Literature DB >> 15979877

Accuracy of implantation of components in the Oxford knee using the minimally invasive approach.

David Shakespeare1, Michael Ledger, Vera Kinzel.   

Abstract

Screened postoperative X-rays of 224 Oxford knees implanted through the minimally invasive approach were analysed using 16 criteria. The technique was as recommended by the Oxford Group except that the femoral intramedullary rod was used only as a guide to flexion/extension of the femoral component. All femoral components were within the recommended range for varus/valgus and mediolateral position.
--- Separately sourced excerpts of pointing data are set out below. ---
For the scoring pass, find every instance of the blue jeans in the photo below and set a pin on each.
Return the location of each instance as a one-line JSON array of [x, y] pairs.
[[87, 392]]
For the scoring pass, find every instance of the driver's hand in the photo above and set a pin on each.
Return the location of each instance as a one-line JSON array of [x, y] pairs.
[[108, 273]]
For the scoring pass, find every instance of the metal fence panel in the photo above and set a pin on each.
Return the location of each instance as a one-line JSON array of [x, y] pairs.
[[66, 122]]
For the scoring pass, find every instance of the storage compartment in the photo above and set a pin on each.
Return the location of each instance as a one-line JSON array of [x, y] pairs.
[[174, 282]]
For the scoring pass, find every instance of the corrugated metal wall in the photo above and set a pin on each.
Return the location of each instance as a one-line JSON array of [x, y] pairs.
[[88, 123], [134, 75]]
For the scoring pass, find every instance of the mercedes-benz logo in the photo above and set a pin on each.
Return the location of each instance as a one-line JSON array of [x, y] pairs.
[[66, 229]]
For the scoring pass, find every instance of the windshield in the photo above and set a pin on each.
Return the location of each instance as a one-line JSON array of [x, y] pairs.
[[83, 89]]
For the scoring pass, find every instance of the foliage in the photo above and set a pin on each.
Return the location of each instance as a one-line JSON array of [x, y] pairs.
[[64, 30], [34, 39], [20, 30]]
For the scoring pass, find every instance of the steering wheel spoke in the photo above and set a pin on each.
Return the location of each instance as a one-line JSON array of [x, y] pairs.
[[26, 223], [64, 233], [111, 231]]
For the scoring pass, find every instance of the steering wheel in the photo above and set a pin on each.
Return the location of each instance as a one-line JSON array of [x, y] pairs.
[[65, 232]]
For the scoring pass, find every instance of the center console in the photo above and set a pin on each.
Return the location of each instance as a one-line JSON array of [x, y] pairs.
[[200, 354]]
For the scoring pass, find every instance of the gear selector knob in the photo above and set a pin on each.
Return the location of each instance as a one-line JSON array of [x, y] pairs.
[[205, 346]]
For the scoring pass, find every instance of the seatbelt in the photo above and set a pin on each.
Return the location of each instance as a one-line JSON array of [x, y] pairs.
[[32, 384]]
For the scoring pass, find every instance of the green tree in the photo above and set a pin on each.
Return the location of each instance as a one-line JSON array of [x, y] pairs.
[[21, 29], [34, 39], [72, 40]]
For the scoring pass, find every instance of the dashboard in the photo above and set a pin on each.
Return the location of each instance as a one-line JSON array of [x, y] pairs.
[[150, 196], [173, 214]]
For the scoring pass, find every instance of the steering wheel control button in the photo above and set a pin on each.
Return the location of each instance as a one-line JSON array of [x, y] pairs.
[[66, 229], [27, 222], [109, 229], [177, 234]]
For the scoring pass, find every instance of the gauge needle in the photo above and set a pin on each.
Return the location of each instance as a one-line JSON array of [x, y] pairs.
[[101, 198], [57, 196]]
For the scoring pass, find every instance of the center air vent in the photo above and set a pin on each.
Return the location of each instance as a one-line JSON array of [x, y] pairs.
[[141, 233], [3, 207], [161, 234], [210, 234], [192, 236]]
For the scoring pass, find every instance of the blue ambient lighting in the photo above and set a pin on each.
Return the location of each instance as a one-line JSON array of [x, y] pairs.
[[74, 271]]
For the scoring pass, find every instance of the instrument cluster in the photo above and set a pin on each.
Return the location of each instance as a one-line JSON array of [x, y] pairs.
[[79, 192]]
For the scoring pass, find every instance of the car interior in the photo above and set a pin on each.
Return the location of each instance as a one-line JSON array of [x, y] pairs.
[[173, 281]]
Eighteen femoral components were either too flexed or extended, but by a maximum of only 10 degrees . Tibial components were inserted in slight varus (mean 1.8 degrees , S.D. 8.8, range 10 to -10). All were within the range for posterior slope in spite of difficulty in establishing objective landmarks. Tibial coverage was imprecise with the phase 3 implants which were short and broad relative to the cut surface. In 36% of knees the tibial tray was implanted too anterior resulting in posterior under hang. There have been no clinical signs to indicate tipping of the meniscus in deep flexion. The depth of cement penetration under the keel was excessive in three cases, resulting from porotic bone rather than technical error in the depth of the cut. There has been one case of femoral component loosening following a fall and no tibial loosening in spite of imprecise alignment of some components.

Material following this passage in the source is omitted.